#59 Popularity contest
This guest post has been contributed by Anna Fergusson. You can contact Anna at email@example.com.
Anna Fergusson is a Professional Teaching Fellow in the Department of Statistics at the University of Auckland. I met Anna at the 2019 Joint Statistical Meetings, where she gave a terrific talk about introducing statistics students to data science, which is the topic of her Ph.D. research. I admit that part of the appeal of Anna’s presentation was that her activity involved photos of cats. But more impressive is that Anna described a fascinating activity through which she introduces introductory students to modern computational tools while emphasizing statistical thinking throughout. I am delighted that Anna agreed to write this guest post about her activity, which also highlights her admirable and effective “sneaky” approach to student learning. I also encourage you to follow Anna’s blog, with the not-so-subtle title of Teaching Statistics is Awesome and which has become one of my favourites*, here.
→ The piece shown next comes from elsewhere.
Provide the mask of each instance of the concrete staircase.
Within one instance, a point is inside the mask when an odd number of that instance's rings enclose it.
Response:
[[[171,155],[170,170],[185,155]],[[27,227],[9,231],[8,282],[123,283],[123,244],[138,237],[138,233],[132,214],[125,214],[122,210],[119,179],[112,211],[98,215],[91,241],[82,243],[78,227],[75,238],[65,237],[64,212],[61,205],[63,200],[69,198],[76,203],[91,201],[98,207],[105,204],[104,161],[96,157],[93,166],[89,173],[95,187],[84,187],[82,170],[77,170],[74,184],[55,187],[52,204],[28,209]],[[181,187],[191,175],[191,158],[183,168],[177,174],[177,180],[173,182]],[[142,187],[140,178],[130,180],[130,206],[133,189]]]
* I am using this non-conventional (for Americans) spelling in appreciation for Anna’s becoming my first guest contributor from outside the U.S.
I am thrilled to write this week’s guest post, not just because I get to add another activity to Allan’s examples of “stats with cats” (see post #16 here), but also because I strongly believe in asking good questions to guide students to discover “new-to-them” ideas or methods.
A current focus for my teaching and research is the design of accessible and engaging learning activities that introduce statistics students to new computational ideas or tools. For these “first exposure” type learning tasks, I use What if..? style questions to encourage curiosity-driven learning. I also use the “changing stuff and seeing what happens” approach for introducing computational concepts, rather than starting the task with formal definitions and examples.
It’s an approach that has been described by both students and teachers as “sneaky,” but I think that it is a pretty good strategy for designing tasks that support the participation of a wide range of students. To pull off this undercover approach, you need a good cover story – something that is engaging, interesting and fun! A really “popular” task I have used to introduce APIs (Application Programming Interfaces) for accessing data involves searching for photos of cats and dogs online. I’ve tried out several versions of this task over the last few years with a range of school-level students and teachers, but this particular version of the task is from the introductory-level university course I’ve designed for students who have not completed Grade 12 mathematics or statistics. The overall question for the exploration is: What is more popular on Pixabay – photos of cats or photos of dogs?
I usually start the activity by asking students: What is your favourite type of animal, cats or dogs? I would like to say that there is a deeper learning point being made here, for example getting students to acknowledge their own personal biases before they attempt to learn from data, but really I ask this question so I can pretend to be offended when more students state that they prefer dogs than cats! And also so I can use this meme:
I then ask students to go to pixabay.com and explore what they can find out about whether photos of cats or dogs are more popular on this website. The only direction I give students is to make sure they have selected “photos” when they search and to point out that the first row of photos are sponsored ones. I encourage students to work in pairs or small groups for this activity.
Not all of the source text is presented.